This is a cartoon by Mark Knight which shows an elderly couple in an old Holden car. Behind them is a pile-up of crashed cars. The male driver says, 'Phew ... that was close.'Educational value
Following in the wake of the Global Financial Crisis (GFC), recession spread rapidly throughout the world's economies. The Rudd government strove to bolster the Australian economy with its stimulus package, while the Reserve Bank aggressively lowered interest rates to encourage investment. Commentators and politicians speculated on what the crisis meant for economic theory and corporate ethics. As the year drew to a close, relief about Australia avoiding a recession was tempered by fears of rising interest rates and concern about the size of the government's deficit.

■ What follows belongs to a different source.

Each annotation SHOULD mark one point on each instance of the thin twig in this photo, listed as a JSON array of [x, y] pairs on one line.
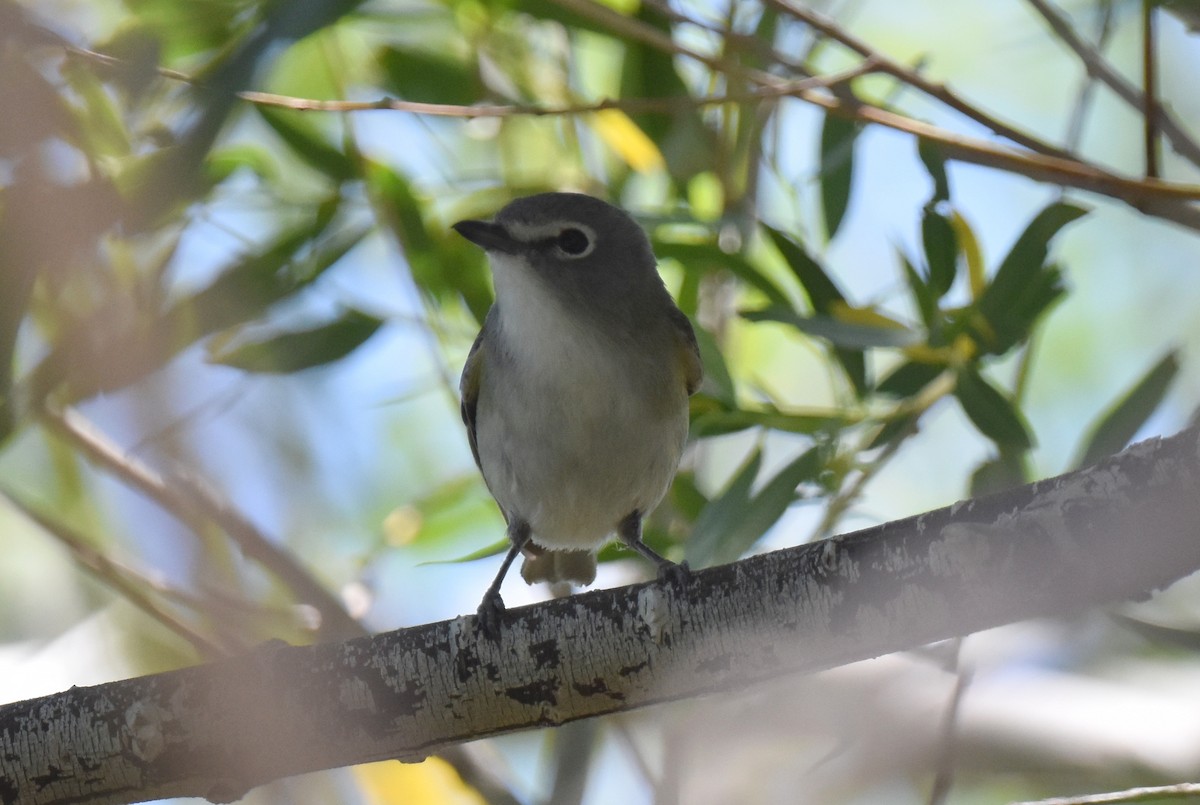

Political cartoons have a long history in Australia, and remain one of the most popular forms of political commentary. Though caricatures and satirical illustrations appeared in some of Australia's earliest newspapers, it was not until the 1830s that they became a frequent and respectable feature of the print media. Publications such as the Melbourne Punch, the Sydney Punch, the Bulletin featured both caricatures and cartoons, and it was through these publications that political cartoons became a popular element of the Australian press.
Mark Knight is an editorial cartoonist for the Herald Sun and the Sunday Herald Sun. Knight previously worked for the Australian Financial Review and the Melbourne Herald.